New Albany Middle School and New Albany High School placed first and third, respectively, at the Science Olympiad regional competition March 17 at Grandview Heights High School.

Grandview Heights placed second.

The New Albany teams will go on to the state competition April 28 at The Ohio State University.

"I've been coaching for 17 years, and this is the best we've ever done," middle school Olympiad coach Kirsten Jaster said. "We beat 15 other local schools."

Science Olympiads are like academic track meets, comprising a series of 23 events in each division (Division B is middle school; Division C is high school). Events range from constructing bottle rockets to "CSI"-style events in which students use hair-fiber analysis and other scientific methods to solve hypothetical crimes.

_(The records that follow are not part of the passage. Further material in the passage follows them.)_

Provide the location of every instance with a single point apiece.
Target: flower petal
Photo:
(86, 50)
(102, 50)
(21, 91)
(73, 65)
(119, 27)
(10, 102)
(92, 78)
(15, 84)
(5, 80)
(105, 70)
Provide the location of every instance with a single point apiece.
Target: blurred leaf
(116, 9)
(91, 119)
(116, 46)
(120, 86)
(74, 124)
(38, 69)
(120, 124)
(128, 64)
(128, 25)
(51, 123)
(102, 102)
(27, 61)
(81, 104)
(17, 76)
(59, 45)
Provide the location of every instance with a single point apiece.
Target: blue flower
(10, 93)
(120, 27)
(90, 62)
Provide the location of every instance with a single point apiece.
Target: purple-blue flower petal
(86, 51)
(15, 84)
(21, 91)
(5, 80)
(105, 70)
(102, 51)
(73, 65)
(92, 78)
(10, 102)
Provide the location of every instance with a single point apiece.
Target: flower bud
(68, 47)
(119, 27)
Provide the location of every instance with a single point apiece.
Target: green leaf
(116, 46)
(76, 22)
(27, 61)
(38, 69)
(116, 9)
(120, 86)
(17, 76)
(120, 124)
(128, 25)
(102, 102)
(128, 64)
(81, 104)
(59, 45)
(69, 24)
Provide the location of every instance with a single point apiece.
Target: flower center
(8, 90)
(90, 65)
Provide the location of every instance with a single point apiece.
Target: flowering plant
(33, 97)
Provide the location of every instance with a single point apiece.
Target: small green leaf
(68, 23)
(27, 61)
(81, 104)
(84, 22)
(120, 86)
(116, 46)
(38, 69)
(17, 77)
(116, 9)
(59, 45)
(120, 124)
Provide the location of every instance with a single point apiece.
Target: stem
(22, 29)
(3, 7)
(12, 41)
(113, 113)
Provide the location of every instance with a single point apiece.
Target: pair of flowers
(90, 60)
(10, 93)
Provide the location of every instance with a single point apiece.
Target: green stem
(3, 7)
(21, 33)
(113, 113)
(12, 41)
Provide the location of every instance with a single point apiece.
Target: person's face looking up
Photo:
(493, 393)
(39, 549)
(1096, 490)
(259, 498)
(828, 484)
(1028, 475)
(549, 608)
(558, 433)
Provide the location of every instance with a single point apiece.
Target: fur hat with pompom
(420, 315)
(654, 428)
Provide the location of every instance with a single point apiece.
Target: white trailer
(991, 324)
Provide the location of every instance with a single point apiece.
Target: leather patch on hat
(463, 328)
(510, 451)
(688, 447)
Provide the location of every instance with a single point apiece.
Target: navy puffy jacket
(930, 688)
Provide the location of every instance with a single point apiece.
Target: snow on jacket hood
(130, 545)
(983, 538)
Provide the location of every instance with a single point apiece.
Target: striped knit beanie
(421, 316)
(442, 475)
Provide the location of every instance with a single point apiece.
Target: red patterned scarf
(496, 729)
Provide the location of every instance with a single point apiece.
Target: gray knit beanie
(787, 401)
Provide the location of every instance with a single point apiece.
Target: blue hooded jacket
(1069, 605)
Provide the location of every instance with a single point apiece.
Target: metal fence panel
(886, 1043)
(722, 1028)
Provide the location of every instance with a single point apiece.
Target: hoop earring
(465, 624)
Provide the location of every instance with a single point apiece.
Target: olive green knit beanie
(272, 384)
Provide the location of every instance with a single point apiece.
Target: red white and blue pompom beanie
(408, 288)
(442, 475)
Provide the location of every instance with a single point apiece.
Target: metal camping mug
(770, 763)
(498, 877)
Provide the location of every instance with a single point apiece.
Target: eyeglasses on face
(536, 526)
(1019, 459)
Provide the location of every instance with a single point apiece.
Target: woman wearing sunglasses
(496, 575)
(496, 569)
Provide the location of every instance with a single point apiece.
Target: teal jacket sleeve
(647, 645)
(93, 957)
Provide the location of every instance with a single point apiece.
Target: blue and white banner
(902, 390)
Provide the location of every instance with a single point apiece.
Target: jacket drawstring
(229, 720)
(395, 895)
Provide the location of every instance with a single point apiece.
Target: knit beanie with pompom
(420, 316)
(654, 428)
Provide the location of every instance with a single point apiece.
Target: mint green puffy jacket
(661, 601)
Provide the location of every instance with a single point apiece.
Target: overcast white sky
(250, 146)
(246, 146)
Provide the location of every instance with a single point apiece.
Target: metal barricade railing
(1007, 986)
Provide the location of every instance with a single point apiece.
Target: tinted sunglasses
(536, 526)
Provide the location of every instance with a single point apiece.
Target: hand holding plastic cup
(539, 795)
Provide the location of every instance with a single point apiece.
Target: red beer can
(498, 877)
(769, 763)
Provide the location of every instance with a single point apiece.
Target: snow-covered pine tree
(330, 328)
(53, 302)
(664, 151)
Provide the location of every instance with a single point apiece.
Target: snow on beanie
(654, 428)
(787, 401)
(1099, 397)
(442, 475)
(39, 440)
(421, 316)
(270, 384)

The Science Olympiad encourages a cross section of students to get involved.

"There's a whole gamut of learning styles that it hits," Jaster said. "It promotes a culture where it's cool to be a nerd."

Through Science Olympiad, students work toward a common goal. Two teams from the middle school and high school competed in the regional competition. The middle school's secondary - "junior varsity" - team placed third, and the high school's junior varsity team earned sixth place.

Although the junior varsity teams won't go on to the state competition, "they beat out everyone else's top strong teams," Jaster said.

At the state competition, New Albany Middle School, coached by Jaster, and New Albany High School, coached by Keith Rusnak, will compete among the top 40 middle and high schools from Ohio.

"Our goal at the state is to crack the top 10," Jaster said. "We've been as high as 12 out of 40 teams."

Although the New Albany teams are well-prepared, they will face steep competition at the state level, Jaster said.

"Ohio is an extremely rich competitive Olympiad state. Other states, they don't have half the numbers competing that we have," she said. "We are one of the few that have two from the state level to advance."

The schools that earn the top two slots at the state level will go on to represent Ohio at the national competition.

"When you go to the nationals, these kids are cheering for math and science," Jaster said. "It's amazing."

No matter how well the students do at the state competition, participating in the Science Olympiad is its own reward, Jaster said.

"Even if they don't become scientists or mathematicians," she said, "it's a great group for them to be a part of, and it highlights the ability of kids to learn."